By JENNIFER ANN G. AMBANTA
THE NATIONAL Museum has declared the 82-year-old UST Main Building, the Central Seminary, the Arch of the Centuries, and UST’s open spaces as “National Cultural Treasures” ahead of the University’s Quadricentennial in 2011.
This is the first time for an educational institution to join the roster of National Cultural Treasures, with the majority of such structures being churches, and the rest being terrestrial landmarks, intangible cultural property, and movable objects.
The January 25 declaration followed the unveiling of the nearly century-old painting “The Foundation of the University of Santo Tomas by Archbishop Benavides,” restored through the Museum of Arts and Sciences’ Heritage Conservation Fund.
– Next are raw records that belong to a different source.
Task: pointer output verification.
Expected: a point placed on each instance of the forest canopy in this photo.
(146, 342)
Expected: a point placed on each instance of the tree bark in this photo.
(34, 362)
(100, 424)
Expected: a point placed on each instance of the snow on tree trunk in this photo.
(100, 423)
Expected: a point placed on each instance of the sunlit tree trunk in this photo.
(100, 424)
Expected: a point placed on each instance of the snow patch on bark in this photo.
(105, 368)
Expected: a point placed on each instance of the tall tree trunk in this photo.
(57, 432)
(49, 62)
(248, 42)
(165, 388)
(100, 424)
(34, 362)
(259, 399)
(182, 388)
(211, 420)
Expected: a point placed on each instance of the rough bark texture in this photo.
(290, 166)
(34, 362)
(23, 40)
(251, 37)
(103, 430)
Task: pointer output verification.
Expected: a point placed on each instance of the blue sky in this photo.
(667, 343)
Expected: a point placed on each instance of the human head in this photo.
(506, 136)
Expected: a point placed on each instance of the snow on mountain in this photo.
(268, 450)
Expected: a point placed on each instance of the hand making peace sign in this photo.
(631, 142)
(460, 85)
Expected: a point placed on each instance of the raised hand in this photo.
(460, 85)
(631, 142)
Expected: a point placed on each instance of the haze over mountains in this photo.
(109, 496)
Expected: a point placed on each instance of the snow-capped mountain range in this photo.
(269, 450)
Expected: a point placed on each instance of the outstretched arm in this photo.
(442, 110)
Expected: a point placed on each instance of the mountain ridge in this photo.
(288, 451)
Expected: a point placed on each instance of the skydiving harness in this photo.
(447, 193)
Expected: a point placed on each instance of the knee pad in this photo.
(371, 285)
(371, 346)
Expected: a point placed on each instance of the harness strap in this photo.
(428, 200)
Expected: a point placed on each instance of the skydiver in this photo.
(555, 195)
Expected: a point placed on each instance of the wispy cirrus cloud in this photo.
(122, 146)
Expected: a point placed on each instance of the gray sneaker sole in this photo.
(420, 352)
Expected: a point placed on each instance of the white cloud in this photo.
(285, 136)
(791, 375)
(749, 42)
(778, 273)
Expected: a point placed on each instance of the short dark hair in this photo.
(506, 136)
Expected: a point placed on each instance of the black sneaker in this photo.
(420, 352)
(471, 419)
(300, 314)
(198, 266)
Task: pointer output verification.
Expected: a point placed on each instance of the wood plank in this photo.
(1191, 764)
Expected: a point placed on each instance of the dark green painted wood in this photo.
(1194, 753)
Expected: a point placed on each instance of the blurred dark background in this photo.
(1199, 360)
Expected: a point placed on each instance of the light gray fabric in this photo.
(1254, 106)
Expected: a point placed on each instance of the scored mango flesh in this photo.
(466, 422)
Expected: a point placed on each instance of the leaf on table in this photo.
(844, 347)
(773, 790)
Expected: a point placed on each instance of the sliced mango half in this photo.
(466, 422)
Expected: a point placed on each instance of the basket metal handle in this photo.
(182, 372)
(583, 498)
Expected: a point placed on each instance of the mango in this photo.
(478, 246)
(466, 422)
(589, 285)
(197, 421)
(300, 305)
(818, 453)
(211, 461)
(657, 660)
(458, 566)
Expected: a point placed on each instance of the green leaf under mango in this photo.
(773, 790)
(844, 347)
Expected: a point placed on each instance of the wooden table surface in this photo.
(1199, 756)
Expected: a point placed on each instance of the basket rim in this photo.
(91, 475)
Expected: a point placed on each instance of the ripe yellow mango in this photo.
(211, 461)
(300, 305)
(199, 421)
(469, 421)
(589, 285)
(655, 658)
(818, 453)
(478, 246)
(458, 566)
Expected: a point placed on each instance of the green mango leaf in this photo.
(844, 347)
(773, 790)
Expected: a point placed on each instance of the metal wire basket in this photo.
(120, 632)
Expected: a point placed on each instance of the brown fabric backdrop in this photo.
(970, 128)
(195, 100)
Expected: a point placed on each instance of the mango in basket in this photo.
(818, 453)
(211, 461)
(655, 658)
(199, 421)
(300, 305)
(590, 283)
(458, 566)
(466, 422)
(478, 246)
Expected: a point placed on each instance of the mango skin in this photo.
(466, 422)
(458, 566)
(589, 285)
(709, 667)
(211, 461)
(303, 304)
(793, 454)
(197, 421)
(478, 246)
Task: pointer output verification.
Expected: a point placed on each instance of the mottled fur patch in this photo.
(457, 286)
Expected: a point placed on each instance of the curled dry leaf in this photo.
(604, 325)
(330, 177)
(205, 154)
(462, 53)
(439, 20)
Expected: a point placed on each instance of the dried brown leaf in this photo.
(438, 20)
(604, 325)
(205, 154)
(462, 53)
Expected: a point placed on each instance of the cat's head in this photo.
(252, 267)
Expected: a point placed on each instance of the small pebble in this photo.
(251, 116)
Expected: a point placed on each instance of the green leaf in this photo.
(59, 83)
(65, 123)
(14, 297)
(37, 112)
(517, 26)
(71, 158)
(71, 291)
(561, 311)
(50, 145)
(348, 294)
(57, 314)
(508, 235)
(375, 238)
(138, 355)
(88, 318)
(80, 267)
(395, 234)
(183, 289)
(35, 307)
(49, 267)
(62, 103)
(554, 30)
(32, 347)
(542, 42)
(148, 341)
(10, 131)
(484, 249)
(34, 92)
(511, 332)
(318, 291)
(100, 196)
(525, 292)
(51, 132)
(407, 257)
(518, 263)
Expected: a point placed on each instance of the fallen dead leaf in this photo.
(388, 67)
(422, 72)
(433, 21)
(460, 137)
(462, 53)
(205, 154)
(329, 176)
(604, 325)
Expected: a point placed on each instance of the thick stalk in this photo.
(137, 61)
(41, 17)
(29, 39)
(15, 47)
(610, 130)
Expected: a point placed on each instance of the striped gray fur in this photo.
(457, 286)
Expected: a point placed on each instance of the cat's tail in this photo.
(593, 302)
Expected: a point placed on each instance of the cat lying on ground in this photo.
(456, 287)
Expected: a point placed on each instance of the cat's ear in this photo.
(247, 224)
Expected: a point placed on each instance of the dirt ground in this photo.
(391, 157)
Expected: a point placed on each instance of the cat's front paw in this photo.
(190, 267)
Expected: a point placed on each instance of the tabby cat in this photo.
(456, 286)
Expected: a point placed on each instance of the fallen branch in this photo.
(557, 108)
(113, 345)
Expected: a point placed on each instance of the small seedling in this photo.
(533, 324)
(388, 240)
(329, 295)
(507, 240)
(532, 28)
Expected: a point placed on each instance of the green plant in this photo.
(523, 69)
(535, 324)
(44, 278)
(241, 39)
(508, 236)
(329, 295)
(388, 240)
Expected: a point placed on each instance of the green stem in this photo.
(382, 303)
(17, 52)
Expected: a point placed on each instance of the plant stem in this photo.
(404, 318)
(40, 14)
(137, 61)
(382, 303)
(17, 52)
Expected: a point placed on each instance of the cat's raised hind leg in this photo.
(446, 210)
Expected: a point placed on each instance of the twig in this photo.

Section 3 of the Cultural Properties Preservation and Protection Act states that a “National Cultural Treasure is a unique object found locally, possessing outstanding historical, cultural, artistic, and/or scientific value, which is significant and important to this country and nation.”
The countdown to UST’s 400th year officially began last December 18, with the unveiling of four “quadricentennial symbols” before a record crowd that bore witness to the University’s “most memorable” Christmas celebration.
An estimated 50,000 people who attended the annual Paskuhan saw the launching of the quadricentennial flag, countdown clock, song, and prayer at the “Countdown, Count Me In!” program themed “4 horas, 4 dias, 400 days, 400 taon,” which represented the three cultures— Spanish, American, and Filipino— that defined UST’s history.
After a parade of costumes from the Spanish colonial era to the 21st century, the four-hour program started with the recitation of the quadricentennial prayer by Fr. Pompeyo de Mesa, O.P. over a candle lighting ceremony at the UST field. This was followed by the lighting of the 80-foot Christmas tree and University grounds, and the revelation of the quadricentennial flag.
The “Q flag,” designed by Fine Arts Regent Fr. Edgardo Alaurin, O.P., and former Varsitarian assistant art director Jonathan Gamalinda, bears the sun and the Dominican cross from the UST logo along with an embroidered “2011” at the center, the statue of UST founder Miguel de Benavides, the Main Building, and doves. The upper horizontal half of the flag is colored yellow to symbolize St. Thomas Aquinas, while the other half is colored blue symbolizing the University’s Marian devotion.
The image of Benavides’ statue is found at the left side “to signify [UST’s] passion for education,” while doves soar from his finger tip as a symbol of the Thomasian free spirit.